We finally made our way, my mom, dad, and I (my sister had left immediately after opeing gifts) to grandma’s house for Christmas dinner. When I arrived, I opened the gifts from my grandparents and my two uncles. They have absolutely no clue as to what I might enjoy for Christmas but that doesn’t matter really. Whether they gave me anything or not would have no significance to me. I only come home to spend time with them, visit, and relax.


Dinner was fabulous. Everyone always makes something for the dinner. I make asparagus. My mom makes dressing. My aunt makes dinner rolls. My grandma puts everything else together. There seems to always be an enormous amount of food but very little left over. Everything tasted sooo good. I miss home-cooking a lot. But I realized something this time when I was down. Home cooked food is great but it’s the relationships you have with people doing the home-cooking that makes it taste all that much better. It’s the time spent in the kitchen while everyone is busy cooking, laughing, and joking around that makes food home-cooked.

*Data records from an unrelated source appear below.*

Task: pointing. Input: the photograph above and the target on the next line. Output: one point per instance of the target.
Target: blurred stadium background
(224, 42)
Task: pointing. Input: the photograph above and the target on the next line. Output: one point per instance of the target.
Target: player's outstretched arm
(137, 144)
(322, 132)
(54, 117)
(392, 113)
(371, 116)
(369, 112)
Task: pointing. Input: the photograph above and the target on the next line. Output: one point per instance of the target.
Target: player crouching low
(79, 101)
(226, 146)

After dinner, with everyone now doubled in size, we took the usual post dinner naps. My granddad was the first to conk out on the recliner. Everyone else then followed as if they had practiced it all year. I guess this is where I get my superior sleeping skills. I can sleep no matter what if I want to and so can pretty much the rest of my family. We all slept for at least a couple hours and then woke up to eat more!

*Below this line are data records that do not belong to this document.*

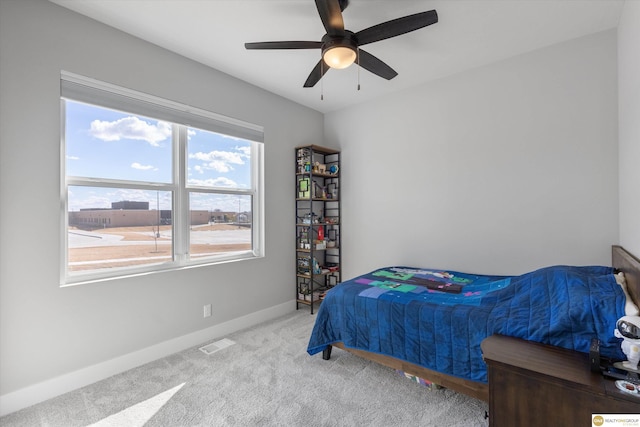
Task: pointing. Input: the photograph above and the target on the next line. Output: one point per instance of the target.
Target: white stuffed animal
(628, 328)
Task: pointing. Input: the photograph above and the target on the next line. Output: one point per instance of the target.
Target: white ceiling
(470, 33)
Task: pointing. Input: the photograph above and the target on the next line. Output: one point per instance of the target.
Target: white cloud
(138, 166)
(245, 150)
(220, 161)
(131, 128)
(217, 182)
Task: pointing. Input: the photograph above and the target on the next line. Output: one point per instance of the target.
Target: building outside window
(149, 184)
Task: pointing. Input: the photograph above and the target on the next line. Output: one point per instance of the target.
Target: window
(149, 184)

Later that night my friends from high school were having a get together. It had been years since I’d seen some of them. They were still the same. I guess not much changes when you stay in the same the place you have been your entire life. You see the same people everyday who hold the same values and ideas. Very little change is likely to occur. We all played games for a few hours that night and laughed and visited with each other. It was a nice time and it was nice to see them all again.


I couldn’t believe it but the next day is Tuesday. My time with my family has already come and gone. It went by so incredibly fast. This was one of the best Christmas’ I’ve had. I think the more time I spend away from my family the more I cherish each visit home.


After I left my friends, I went back to say my goodbyes to my grandparents, uncles, aunts, and cousins. It was sad having to say goodbye. I hugged my grandma as tears began to fill my eyes. I hate saying goodbye. I didn’t cry because it seems silly. After all, I will see them again.


My mom and sister drove me to the airport on Tuesday afternoon. We said goodbye in the airport and off I was back to my life in Chicago.